21.3 Where a dispute or claim is not resolved by mediation, it shall be referred to arbitration by a single arbitrator to be selected by agreement between the Parties. The Party requiring referral to arbitration shall notify the other Party, in writing, thereof, not later than thirty (30) calendar days after the mediator has expressed his opinion, failing which the mediator’s opinion shall be deemed to have been accepted by the Parties and shall be put into effect.
  Arbitration shall be conducted in accordance with the provisions of the Arbitration Act No. 42 of 1965, as amended, and in accordance with such procedure as may be agreed by the Parties or, failing such agreement, in accordance with the rules for the Conduct of Arbitrations published by the Association of Arbitrators and current at the date that the arbitrator is appointed.
  The decisions of the arbitrator shall be final and binding on the Parties, shall be carried into immediate effect and, if necessary, be made an order of any court of competent jurisdiction.




22.1 The Parties agree to mutually defend, indemnify and save one another harmless from and against any claims, demands, actions, losses, damages, costs, charges, liabilities and any expenses, including legal fees of whatever kind arising out of or in connection with each parties’ activities conducted pursuant to this Agreement.




23.1 In this Agreement, the singular includes the plural and the masculine includes the feminine and neuter and vice versa unless the context otherwise requires.
23.2 If any provision or part of any provision in this Agreement is void for any reason or found to be unenforceable, it may be severed without affecting the validity and enforceability of the balance of the Agreement.
23.3 This Agreement binds and benefits the parties and their respective heirs, executors, administrators, personal representatives, successors and assigns.
23.4 This Agreement contains the sole and entire agreement between the parties and supersedes any and all other agreements, both verbal and written, between them.




23.5 The parties agree that neither of them has made any representations with respect to the subject matter of this Agreement, or any representations inducing the execution and delivery hereof, except such representations as are specifically set forth herein.




24.1 The parties shall keep confidential all business terms and conditions of this Agreement and neither shall release such information to any other party without the express written consent of the other, in the case of NVOS, it is understood that NVOS will be filing this Agreement with the Security Exchange Commission of the United States of America in a matter compliant to publicly listed company rules.

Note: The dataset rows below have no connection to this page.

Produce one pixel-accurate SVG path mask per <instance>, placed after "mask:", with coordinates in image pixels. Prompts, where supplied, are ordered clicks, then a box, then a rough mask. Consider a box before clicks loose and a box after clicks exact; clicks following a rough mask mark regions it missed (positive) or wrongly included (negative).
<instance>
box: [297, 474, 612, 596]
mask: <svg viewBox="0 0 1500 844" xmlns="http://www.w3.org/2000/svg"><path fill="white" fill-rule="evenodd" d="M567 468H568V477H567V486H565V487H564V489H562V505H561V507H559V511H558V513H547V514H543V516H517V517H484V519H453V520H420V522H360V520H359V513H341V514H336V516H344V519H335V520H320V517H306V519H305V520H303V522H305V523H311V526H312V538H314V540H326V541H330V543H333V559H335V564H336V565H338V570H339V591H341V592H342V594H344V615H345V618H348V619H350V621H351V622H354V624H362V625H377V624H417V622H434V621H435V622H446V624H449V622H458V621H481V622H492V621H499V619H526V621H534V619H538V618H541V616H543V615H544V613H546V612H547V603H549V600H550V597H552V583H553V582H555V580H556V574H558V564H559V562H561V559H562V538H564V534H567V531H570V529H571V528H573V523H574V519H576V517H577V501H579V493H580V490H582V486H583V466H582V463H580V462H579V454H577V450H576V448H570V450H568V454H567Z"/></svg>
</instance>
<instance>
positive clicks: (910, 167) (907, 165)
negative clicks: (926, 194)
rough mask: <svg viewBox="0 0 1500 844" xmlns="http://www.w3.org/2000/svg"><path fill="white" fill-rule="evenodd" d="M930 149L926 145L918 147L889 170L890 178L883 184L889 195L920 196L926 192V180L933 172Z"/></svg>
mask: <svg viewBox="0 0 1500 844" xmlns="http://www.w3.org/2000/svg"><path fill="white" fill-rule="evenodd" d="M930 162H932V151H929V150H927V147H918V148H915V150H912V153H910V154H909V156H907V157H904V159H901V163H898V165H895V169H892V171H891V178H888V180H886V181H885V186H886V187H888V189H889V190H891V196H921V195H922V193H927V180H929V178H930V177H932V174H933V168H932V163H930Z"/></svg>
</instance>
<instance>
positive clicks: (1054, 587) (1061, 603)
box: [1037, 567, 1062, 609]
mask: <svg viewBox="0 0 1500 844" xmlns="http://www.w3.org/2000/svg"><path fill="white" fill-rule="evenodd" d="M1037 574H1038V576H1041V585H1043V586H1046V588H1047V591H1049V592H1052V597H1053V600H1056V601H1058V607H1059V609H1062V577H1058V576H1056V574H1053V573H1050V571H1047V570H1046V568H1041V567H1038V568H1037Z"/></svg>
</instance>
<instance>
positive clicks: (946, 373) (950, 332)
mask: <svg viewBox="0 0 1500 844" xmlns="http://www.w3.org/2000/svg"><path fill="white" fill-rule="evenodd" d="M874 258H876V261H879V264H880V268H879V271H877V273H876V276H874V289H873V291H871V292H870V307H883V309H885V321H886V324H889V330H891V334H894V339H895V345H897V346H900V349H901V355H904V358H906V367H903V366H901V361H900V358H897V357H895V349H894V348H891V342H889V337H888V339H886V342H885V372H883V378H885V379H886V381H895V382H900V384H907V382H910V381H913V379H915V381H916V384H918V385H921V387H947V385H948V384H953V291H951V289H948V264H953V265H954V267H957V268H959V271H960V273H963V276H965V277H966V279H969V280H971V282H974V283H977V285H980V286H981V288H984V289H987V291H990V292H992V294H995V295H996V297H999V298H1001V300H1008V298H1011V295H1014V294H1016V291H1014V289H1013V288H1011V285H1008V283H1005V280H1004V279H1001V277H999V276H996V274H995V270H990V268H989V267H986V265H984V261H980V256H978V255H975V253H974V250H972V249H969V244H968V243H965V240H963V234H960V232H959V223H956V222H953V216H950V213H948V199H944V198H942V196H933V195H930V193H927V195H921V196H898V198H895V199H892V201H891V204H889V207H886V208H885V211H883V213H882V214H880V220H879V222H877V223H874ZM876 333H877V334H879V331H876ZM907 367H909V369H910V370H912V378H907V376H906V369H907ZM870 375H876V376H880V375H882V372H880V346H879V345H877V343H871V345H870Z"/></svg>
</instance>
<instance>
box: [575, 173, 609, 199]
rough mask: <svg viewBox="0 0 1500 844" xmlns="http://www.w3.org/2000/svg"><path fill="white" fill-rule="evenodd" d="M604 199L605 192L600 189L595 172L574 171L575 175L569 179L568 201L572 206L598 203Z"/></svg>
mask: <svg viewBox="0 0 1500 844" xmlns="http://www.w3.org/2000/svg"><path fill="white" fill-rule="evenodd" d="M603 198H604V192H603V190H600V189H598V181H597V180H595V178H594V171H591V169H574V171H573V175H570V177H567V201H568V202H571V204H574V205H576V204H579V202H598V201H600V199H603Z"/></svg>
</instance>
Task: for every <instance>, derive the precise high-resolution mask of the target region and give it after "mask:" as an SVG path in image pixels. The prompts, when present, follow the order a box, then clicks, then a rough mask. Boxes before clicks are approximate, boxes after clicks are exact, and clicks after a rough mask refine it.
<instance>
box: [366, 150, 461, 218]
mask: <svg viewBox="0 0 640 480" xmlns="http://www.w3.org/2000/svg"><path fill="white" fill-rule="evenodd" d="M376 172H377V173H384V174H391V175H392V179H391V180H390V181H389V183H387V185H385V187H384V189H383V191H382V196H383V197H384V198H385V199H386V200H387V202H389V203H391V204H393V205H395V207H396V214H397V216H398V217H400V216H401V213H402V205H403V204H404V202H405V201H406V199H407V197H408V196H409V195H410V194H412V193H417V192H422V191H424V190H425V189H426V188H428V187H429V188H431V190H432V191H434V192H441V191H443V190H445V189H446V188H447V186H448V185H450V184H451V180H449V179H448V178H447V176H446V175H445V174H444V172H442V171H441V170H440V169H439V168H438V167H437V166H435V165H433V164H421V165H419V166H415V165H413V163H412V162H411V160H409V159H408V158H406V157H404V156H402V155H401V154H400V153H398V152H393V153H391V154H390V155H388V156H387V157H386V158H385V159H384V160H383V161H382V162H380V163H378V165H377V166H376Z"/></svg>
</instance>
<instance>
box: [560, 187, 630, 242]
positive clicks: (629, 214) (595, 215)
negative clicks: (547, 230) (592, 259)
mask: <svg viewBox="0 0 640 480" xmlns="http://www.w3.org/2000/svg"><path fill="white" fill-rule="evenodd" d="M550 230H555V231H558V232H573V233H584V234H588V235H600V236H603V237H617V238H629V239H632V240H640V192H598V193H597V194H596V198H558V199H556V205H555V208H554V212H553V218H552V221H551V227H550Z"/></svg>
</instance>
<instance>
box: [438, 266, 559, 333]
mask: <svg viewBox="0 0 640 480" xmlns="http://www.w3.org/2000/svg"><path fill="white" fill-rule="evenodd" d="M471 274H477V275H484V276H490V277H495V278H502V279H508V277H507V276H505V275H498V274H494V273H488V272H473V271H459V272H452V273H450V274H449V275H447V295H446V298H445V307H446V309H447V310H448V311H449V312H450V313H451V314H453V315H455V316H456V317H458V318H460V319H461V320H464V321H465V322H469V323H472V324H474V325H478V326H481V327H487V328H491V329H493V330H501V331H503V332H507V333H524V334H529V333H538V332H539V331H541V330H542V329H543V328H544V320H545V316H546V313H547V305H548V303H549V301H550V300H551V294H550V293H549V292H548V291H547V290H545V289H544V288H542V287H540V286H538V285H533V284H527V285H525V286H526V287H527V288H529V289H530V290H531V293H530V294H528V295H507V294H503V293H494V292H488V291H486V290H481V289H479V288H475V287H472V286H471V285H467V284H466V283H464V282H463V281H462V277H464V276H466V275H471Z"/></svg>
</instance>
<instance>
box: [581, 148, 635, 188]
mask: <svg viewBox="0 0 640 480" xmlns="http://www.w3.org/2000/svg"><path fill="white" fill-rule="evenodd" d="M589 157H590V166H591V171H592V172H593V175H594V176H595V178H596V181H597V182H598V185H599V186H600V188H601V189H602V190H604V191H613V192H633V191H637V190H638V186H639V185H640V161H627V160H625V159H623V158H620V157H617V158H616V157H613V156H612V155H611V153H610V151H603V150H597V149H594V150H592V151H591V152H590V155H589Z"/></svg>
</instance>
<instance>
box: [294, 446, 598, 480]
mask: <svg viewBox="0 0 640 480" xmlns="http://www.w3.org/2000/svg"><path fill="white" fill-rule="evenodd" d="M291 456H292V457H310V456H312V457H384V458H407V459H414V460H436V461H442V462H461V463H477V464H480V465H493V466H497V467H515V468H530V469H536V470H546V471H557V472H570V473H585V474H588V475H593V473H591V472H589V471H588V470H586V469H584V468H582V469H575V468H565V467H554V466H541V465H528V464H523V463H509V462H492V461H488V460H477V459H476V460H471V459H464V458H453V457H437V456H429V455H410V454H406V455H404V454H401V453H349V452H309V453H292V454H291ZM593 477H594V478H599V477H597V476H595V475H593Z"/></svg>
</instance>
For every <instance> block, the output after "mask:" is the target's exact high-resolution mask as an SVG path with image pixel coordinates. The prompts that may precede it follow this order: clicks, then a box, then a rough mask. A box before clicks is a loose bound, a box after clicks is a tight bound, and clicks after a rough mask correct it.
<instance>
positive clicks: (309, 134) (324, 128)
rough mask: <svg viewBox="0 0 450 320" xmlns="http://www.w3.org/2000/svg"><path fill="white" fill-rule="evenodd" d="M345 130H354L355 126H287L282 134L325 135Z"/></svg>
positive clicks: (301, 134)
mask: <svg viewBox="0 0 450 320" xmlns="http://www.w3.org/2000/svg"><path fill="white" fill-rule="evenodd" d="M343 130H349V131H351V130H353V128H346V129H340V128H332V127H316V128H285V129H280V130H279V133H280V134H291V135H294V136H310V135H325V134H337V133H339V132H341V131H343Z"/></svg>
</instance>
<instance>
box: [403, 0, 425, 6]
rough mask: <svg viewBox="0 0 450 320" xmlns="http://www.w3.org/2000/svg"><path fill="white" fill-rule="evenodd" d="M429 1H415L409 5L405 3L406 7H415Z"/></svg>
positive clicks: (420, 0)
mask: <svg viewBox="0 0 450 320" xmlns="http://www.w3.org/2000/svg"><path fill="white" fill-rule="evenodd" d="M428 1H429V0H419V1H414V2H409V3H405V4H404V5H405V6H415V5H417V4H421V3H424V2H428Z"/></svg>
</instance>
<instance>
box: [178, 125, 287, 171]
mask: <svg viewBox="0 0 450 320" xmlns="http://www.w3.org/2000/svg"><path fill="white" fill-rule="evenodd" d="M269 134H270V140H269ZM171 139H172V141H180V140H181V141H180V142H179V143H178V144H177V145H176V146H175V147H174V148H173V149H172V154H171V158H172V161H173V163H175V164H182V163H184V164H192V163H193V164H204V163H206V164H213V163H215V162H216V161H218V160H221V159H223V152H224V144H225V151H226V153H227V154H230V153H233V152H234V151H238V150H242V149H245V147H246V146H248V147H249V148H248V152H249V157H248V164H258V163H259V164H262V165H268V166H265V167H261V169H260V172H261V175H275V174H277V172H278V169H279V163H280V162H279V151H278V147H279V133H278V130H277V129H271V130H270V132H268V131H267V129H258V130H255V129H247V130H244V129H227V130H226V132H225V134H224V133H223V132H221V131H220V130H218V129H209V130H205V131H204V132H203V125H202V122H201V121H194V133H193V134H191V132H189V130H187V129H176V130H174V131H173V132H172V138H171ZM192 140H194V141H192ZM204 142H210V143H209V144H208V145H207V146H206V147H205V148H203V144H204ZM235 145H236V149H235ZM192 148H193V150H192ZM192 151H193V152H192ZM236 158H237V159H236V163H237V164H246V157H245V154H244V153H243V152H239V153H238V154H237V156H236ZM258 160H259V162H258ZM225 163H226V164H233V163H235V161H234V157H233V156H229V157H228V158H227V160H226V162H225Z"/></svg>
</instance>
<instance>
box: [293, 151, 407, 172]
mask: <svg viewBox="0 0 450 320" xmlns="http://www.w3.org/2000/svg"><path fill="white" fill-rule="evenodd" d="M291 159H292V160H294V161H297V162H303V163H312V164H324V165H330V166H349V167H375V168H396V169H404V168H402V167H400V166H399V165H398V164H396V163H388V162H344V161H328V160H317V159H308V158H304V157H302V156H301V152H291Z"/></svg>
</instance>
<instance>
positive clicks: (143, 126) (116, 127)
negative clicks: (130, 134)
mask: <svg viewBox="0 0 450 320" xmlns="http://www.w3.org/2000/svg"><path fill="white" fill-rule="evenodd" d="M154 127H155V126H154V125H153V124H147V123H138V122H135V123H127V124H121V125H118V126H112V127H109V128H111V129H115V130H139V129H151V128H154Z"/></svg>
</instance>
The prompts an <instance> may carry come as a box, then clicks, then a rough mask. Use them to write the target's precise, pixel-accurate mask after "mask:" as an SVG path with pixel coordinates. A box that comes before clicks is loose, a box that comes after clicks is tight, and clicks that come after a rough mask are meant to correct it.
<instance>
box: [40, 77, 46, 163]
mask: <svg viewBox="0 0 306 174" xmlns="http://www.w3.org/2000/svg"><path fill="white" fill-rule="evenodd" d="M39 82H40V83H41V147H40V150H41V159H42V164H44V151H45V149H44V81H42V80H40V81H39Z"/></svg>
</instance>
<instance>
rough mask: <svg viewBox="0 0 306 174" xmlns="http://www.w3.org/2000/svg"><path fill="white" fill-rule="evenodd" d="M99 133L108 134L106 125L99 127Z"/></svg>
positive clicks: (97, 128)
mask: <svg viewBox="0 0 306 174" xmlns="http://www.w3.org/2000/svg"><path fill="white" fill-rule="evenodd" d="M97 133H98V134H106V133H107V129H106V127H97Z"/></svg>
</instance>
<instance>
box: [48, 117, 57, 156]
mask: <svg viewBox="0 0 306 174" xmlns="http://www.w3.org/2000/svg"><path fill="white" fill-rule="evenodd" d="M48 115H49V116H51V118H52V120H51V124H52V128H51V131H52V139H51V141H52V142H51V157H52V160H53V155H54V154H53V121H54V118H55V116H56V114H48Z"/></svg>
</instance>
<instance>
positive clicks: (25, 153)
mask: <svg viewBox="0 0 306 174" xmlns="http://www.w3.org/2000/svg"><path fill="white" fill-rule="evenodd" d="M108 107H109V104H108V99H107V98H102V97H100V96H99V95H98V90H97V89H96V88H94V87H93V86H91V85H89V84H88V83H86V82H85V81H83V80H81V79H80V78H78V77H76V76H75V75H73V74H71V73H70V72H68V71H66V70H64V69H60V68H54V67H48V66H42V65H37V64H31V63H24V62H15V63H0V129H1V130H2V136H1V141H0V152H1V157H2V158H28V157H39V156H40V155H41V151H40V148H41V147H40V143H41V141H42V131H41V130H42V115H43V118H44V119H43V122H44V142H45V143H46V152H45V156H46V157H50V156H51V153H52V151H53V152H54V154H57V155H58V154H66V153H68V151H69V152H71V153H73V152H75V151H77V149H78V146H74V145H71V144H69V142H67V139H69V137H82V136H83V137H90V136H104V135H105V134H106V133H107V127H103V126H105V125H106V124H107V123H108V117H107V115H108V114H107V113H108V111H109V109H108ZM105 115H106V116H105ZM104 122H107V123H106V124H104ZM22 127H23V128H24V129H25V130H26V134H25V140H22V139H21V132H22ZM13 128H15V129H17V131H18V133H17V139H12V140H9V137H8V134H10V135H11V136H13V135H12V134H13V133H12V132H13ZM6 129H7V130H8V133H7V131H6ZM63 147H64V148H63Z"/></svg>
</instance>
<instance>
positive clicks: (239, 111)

25.1 No waiver or modification of this Agreement or of any covenant, condition or limitation herein contained shall be valid unless in writing and duly executed by the party to be charged therewith.
25.2 Furthermore, no evidence of any waiver or modification shall be offered or received in evidence in any proceeding, arbitration, or litigation between the parties arising out of or affecting this agreement, or the rights or obligations of any party hereunder, unless such waiver or modification is in writing, duly executed as aforesaid.
25.3 The provisions of this paragraph may not be waived as set forth herein.


[Signatures Appear on Following Page]






  Novo Integrated Sciences Inc.
  By: /s/ Robert Mattacchione
  Name: Robert Mattacchione
  Title: CEO
  Date: December 19, 2019
  Address for Notices:
  119 Westcreek Drive Unit 1
  Woodbridge, Ontario, Canada, L4L 9N6
  Email: ***@***
  Harvest Gold Farms Inc.
  By: /s/ Michael Scully
  Name: Michael Scully, BBA J.D.
  Title: President
  Date: December 19, 2019
  Address for Notices:
  866 E. H. Daigle Blvd.
  Grand Falls, New Brunswick, Canada, E3Z 3E8
  Email: ***@***







Acreage Identification for the Primary Project


Disclosed in certificate of Robert Mattacchione, dated December 18, 2019.